Passion narrative: Palm Sunday is a big deal
Palm Sunday is a big deal in the church I serve. As the congregation sings “All Glory, Laud and Honor,” the children—from infants in parents’ arms to wiggly six-year-olds to uncomfortable adolescents—parade down the center aisle and fill the chancel, waving palms. It’s a reminder that there are more children and families living in the center city than you might expect. It’s also a reminder that the Christian family embraces young and old and everyone in between. And, of course, the children are gorgeous. Usually I can see more than a few parents and grandparents daubing their eyes with Kleenex.
You could say that the ceremony sentimentalizes a complex and tragic event. Writes William Stringfellow in Free in Obedience: “The real witness of Palm Sunday is not the parade or what the disciples or the secular authorities saw; it is the encounter between Christ and the power of death.”
So we need to keep the children waving palm branches and singing sweet hosannas in tension with the real complexity of the event and, of course, the events it precipitated. It has always seemed to me a most incarnational day—the occasion when Jesus, with obvious deliberation, came to the city that was the heart of his people’s political, economic and religious life. It is a paradigmatic occasion when we confront Jesus’ call to follow him and stumble along behind him.
I’m not sure exactly when it happened, but at some point the liturgical calendar changed and Palm Sunday became Passion Sunday, with the strong suggestion that we read as much of the Passion narrative as we can on this Sunday before Easter. I always rather liked the older tradition of marking Passion Sunday two weeks before Easter as a time to devote attention to the Passion, Christ crucified, and then to deal with the powerful complexity of his entry into the capital city on the first day of Holy Week.

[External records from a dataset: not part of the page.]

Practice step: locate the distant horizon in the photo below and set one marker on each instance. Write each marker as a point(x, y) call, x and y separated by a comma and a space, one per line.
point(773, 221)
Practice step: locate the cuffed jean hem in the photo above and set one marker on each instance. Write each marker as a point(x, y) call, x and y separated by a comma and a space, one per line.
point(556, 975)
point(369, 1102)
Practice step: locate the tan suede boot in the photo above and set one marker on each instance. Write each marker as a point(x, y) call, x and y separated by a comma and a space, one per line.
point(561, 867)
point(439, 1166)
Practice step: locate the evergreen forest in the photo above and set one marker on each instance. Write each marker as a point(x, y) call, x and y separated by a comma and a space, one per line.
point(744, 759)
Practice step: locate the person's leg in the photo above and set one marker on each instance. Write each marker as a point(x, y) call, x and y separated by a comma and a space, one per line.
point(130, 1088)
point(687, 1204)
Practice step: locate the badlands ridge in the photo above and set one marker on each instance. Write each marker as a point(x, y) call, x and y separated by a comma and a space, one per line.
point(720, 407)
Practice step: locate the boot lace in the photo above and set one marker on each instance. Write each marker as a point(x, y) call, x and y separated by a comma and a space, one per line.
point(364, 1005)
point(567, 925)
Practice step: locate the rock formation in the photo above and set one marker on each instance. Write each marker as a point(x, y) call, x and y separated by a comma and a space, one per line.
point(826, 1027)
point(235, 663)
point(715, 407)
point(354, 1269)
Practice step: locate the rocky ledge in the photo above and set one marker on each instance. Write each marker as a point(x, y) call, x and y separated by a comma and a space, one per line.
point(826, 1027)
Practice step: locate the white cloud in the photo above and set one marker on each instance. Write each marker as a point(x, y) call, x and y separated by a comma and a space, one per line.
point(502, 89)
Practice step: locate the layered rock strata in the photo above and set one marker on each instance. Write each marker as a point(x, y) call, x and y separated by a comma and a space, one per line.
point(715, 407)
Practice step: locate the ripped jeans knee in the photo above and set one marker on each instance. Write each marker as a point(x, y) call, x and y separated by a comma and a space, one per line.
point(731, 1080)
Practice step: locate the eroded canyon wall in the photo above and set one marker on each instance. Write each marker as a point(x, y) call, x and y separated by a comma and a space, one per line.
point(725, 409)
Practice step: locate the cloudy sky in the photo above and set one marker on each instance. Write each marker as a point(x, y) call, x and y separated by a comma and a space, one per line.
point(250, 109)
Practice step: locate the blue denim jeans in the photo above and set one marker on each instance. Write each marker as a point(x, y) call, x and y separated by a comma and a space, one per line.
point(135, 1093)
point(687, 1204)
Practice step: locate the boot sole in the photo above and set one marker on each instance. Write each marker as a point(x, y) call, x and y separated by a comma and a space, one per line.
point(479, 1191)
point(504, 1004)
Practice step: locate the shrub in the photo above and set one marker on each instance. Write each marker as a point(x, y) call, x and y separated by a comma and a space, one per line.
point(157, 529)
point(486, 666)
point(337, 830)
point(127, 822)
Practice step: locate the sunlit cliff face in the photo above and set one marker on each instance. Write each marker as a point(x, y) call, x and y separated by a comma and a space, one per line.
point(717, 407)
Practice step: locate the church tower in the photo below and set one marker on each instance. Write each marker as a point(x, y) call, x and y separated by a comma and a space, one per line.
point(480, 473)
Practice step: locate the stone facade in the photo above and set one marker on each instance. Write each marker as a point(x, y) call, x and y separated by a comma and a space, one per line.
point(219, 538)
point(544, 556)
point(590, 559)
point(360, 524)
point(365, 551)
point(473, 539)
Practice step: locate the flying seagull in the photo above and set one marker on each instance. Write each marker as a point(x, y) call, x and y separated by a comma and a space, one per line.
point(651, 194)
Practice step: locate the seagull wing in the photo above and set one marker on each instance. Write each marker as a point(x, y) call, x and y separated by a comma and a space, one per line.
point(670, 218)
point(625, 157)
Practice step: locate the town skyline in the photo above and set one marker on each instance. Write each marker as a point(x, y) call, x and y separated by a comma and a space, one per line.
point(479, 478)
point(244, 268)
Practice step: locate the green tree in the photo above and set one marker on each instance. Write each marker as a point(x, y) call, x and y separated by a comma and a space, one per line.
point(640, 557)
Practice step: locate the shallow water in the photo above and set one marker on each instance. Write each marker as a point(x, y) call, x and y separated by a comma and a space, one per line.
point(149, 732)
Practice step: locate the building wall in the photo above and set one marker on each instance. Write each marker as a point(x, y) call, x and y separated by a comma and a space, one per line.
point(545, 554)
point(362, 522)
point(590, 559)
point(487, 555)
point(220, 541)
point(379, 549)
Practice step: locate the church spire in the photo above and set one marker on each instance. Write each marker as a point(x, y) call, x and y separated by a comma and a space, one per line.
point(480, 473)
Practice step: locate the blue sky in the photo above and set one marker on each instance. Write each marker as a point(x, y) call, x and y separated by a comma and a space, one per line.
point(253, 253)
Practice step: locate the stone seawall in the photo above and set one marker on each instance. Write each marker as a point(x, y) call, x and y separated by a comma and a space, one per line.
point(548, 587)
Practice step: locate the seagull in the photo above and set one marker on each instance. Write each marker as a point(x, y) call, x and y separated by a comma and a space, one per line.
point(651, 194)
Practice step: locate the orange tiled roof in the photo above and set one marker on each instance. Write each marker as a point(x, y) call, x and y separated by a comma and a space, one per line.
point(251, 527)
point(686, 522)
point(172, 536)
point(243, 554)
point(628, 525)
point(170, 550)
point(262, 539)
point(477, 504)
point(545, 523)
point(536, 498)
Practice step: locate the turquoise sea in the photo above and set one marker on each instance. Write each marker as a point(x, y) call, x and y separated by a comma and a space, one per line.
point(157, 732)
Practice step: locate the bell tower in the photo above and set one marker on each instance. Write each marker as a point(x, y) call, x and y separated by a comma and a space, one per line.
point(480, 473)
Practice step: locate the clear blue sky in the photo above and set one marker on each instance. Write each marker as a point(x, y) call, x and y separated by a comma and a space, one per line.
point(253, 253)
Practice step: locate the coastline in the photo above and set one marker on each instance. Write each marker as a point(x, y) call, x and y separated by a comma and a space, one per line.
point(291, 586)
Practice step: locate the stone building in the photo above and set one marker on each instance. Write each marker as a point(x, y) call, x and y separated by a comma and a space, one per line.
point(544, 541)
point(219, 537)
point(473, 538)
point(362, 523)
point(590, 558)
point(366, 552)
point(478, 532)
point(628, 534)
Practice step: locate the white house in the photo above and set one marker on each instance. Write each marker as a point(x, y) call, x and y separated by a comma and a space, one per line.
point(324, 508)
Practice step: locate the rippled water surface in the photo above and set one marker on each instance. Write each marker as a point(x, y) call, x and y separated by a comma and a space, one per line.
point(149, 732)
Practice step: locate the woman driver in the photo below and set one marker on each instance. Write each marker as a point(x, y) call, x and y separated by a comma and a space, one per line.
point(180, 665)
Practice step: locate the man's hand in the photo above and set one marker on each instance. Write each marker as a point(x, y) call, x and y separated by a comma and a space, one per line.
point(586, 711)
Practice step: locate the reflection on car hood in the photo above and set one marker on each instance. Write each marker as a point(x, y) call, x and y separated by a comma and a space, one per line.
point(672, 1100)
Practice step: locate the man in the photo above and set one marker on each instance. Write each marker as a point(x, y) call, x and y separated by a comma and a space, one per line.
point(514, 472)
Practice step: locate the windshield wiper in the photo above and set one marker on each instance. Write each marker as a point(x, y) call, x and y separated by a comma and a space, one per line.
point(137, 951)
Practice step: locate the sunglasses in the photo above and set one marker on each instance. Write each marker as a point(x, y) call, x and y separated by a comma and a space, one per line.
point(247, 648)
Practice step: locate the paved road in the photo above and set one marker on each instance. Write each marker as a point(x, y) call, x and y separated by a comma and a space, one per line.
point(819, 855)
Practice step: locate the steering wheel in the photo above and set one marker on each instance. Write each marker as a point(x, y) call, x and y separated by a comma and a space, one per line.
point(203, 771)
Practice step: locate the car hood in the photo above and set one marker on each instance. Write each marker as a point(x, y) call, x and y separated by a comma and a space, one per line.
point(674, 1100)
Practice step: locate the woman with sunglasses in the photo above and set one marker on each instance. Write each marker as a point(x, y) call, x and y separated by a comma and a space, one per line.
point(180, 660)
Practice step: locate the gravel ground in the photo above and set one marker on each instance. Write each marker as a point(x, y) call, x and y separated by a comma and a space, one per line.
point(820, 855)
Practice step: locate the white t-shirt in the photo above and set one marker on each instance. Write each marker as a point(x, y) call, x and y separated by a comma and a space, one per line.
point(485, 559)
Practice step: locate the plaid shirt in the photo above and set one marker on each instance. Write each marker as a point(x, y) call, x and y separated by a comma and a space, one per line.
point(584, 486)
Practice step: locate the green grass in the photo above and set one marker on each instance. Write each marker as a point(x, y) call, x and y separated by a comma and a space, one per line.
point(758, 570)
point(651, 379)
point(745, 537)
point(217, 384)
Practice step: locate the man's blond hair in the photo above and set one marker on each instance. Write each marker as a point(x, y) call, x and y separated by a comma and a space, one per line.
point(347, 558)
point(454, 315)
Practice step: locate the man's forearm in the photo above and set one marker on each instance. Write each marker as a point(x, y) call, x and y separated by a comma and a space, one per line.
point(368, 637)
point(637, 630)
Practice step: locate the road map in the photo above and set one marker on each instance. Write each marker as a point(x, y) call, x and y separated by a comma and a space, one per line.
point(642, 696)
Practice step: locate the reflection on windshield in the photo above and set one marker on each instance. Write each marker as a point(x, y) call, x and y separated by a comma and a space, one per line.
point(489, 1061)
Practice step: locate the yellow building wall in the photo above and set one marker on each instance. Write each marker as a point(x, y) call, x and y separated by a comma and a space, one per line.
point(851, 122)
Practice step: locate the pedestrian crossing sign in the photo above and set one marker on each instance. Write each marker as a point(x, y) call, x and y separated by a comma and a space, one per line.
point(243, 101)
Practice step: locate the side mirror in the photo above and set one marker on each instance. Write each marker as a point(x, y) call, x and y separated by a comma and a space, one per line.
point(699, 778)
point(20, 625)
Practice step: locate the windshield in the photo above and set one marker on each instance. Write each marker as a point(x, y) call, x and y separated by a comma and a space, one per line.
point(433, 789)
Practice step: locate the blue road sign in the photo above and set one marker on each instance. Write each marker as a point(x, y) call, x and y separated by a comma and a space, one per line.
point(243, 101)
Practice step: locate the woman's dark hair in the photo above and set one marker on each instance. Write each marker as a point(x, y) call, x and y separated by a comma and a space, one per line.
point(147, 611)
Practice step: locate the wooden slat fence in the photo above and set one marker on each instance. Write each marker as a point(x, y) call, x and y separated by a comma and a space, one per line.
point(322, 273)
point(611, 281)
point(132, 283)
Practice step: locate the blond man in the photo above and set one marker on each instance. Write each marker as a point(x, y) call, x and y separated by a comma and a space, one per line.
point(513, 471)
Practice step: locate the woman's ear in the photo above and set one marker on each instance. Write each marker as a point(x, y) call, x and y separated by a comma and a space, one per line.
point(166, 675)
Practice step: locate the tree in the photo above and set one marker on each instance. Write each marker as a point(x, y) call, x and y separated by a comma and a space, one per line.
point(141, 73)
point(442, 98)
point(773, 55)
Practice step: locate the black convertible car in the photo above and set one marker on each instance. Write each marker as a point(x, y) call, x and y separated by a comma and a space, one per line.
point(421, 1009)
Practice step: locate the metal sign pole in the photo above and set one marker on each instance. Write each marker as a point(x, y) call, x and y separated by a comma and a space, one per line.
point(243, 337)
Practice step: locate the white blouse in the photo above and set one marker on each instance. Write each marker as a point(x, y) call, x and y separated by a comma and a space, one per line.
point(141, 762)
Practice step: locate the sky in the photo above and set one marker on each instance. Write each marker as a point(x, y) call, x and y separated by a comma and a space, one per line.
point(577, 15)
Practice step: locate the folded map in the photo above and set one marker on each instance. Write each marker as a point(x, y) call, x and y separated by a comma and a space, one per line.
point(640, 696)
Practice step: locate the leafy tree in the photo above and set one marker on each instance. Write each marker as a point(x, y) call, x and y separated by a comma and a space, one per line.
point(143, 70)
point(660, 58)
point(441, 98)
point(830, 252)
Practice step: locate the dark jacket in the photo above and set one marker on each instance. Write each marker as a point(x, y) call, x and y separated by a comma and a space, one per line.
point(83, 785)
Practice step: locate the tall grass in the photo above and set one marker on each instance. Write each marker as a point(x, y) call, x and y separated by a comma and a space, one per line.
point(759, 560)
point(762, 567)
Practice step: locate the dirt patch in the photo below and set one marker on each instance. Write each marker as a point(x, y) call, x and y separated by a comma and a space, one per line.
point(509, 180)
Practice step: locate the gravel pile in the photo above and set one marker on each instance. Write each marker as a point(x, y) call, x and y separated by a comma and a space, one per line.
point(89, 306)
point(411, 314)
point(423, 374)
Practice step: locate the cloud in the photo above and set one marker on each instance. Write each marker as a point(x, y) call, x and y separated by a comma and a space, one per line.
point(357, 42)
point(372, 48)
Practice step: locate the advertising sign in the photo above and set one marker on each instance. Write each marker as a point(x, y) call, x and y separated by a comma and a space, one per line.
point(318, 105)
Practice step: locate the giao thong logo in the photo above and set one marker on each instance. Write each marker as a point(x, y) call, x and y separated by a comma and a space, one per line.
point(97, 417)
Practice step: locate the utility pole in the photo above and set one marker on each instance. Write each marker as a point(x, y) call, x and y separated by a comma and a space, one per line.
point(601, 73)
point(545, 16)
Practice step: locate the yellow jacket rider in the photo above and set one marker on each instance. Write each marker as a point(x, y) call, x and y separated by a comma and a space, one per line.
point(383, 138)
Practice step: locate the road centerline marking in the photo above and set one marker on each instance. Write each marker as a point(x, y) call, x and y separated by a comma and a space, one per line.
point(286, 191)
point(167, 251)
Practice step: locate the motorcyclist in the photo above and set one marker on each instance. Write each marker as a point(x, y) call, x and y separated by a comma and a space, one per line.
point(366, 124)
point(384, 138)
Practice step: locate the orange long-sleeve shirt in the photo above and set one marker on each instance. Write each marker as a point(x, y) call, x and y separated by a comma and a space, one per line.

Marcus Borg and John Dominic Crossan discuss these liturgical changes and recall how Good Friday used to be celebrated ("Collision course"). People my age remember: it was a school holiday and we spent three hours in church, from noon until 3, listening to seven preachers have at the “seven last words” of Christ. My memories of those hours are that it was a very long time to be confined to a pew on a spring afternoon, with the baseball diamond summoning. But it did impress me that something very significant was at the heart of it, something that warranted a lot of my attention. Borg and Crossan suggest that when Good Friday stopped being recognized as a public holiday, the story of the crucifixion was heard by fewer and fewer people. So “the story needs to be told on the Sunday before Easter.” I can’t argue with the logic of that, but I do lament and resist diluting the complex power of Palm Sunday.
In their book The Last Week, Borg and Crossan follow the Gospel of Mark’s account of Jesus’ last week, day by day, hour by hour. In the process they note details that we might overlook. They dispel the notion that the crowd that welcomed Jesus turned against him during the week. How many sermons have been preached on that theme? The crowd was his protection, it turns out. The authorities were afraid of the crowd. The crowd that gathered in Pilate’s courtyard and demanded his crucifixion wasn’t the Palm Sunday crowd at all, but “supporters of the authorities—perhaps a few dozen people.” That is an important observation. And more than ever, it makes me want to be there on Palm Sunday, when the children sing sweet hosannas and tears come to grandparents’ eyes.